Presenter Bio: Dr. Mietha Magdalena van der Walt is currently the Principal Investigator for the diagnostic platform for treatable Lysosomal Storage Disorders (LSDs) in South Africa, at the Centre for Human Metabolomics (CHM), North-West University. She graduated from the North-West University in 2008 with a Bachelor of Pharmacy degree (B.Pharm). She received a Doctor of Philosophy (PhD.) and Masters of Science (MSc.) degree during 2013 and 2010, respectively, both in Pharmaceutical Chemistry at the North-West University. Dr. van der Walt’s current focus is aimed at inborn errors of metabolism (IEM), specifically in the field of LSDs. She is a rated scientist at the National Research Foundation (NRF) of South Africa and over the past 6 years has contributed innovative research to the advancement in the field of Medicinal Chemistry, which is supported by her publication record & conference proceedings.

Relevant Financial Disclosures (within past 24 months)
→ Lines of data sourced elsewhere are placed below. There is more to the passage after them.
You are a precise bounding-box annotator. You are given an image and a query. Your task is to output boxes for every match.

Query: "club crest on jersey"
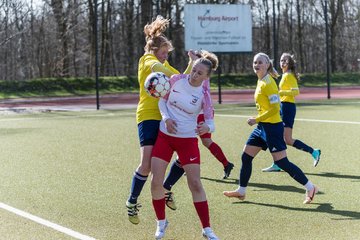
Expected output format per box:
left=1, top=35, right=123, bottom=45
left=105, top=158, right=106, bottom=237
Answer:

No relevant financial relationship(s) to disclose.

Abstract

Introduction: Since treatment advances for lysosomal storage disorders (LSDs), the application of mass spectrometry (MS) techniques have expanded to screening for some of the treatable LSDs. To date, flow injection MS (FI-MS) is generally the preferred screening technique to be of diagnostic value for 6 LSDs, namely Pompe, MPS-I, Fabry, Gaucher, Niemann-Pick A/B and Krabbe disorders, from a single dried blood spot (DBS) sample. We evaluated the analytical performance and diagnostic precision of a 6-plex LSD enzyme assay utilizing the technique of liquid chromatography with tandem MS (LC-MS/MS) within the clinical laboratory setting.
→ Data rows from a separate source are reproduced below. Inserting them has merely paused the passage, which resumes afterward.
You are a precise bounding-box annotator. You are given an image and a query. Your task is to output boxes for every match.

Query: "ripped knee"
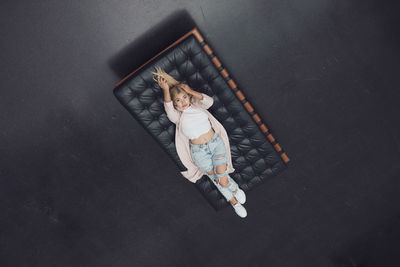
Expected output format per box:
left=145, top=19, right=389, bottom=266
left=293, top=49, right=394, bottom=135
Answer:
left=218, top=176, right=230, bottom=187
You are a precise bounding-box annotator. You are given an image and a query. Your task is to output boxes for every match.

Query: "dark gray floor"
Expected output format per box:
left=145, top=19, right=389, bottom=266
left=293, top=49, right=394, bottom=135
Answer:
left=0, top=0, right=400, bottom=267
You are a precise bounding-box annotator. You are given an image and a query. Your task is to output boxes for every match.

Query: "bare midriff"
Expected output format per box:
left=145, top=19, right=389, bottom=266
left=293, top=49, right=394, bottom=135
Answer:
left=190, top=127, right=215, bottom=145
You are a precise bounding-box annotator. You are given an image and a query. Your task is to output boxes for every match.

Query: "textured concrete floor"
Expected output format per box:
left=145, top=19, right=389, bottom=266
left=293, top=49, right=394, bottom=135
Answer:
left=0, top=0, right=400, bottom=267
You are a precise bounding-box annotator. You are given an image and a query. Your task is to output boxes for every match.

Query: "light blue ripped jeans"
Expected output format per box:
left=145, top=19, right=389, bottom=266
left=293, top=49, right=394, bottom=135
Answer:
left=190, top=132, right=239, bottom=201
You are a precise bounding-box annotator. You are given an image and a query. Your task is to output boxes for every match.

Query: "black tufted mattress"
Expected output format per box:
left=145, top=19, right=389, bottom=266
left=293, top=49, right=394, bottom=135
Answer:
left=113, top=28, right=289, bottom=210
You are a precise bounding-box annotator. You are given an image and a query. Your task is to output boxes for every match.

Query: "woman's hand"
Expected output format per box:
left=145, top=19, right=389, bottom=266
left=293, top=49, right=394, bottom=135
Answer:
left=157, top=76, right=169, bottom=90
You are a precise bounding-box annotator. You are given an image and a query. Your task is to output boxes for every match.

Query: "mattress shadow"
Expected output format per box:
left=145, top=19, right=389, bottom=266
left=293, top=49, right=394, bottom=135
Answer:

Methods: The LC-MS/MS method is intended for quantitative measurement of 6 individual LSD associated enzymatic products. Quality control (QC) DBS samples were obtained from the Centers for Disease Control and Prevention (CDC) and the Perkin Elmer NeoLSD MSMS kit. The selected QC samples are associated with a range of enzyme product concentrations that span the medical decision limit (MDL) and normal range as best possible. Enzyme activities are obtained by measuring the products formed when enzymes react with synthesized substrates to create specific products. Detection of the enzyme products was performed with an Agilent 6470 Triple Quadrupole LC-MS/MS equipped with an Agilent JetStream technology ESI source (operated in positive ion mode). Chromatographic separation was achieved using a reverse-phase C18 column and a gradient flow rate of 0.40 mL/min. Dynamic multiple reaction monitoring over an 8 minute run time was performed. In addition, an FI-MS method was implemented for comparison to the LC-MS/MS method. The analytical MS methods have been evaluating by linearity, linear range and precision.
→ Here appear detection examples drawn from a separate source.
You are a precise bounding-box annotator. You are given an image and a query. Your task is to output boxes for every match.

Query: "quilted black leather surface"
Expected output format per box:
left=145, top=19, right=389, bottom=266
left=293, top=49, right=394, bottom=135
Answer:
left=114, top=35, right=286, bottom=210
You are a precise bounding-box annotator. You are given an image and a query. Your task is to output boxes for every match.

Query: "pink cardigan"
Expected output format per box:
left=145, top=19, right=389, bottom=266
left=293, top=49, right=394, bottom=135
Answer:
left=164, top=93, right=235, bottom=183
Results: Compared to the FI-MS method, the LC-MS/MS method was generally found to be more linear (e.g. LC-MS/MS R2 0.99 – 0.97 vs FI-MS R2 0.97 – 0.85) with a wider linear range for all analytes of interest. Taking CVs into account, near the MDL, the LC-MS/MS method was overall more precise (e.g. LC-MS/MS CV 2% – 16% vs FI-MS CV 2% – 44%) than the FI-MS method. The LC-MS/MS method repeatedly showed comparable results to other laboratories in the CDC proficiency scheme. In addition, two metabolites were observed with the same transitions, but different retention times, than two of the target LSD enzymatic products. This may result in an over-estimation of enzyme products, specifically when reporting enzyme activity for Gaucher and Krabbe disease without applying LC.
Conclusion: We report an LC-MS/MS method for the analysis of 6 LSD enzymatic products, in a single DBS. Emphasized are the advantages of LC-MS/MS, including high selectivity leading to precise quantification of enzyme products and subsequent enzyme activity. This improved method displays good analytical performance and meets clinical laboratory requirements. In summary, the LC-MS/MS method is proposed as an alternative to the standard FI-MS procedure.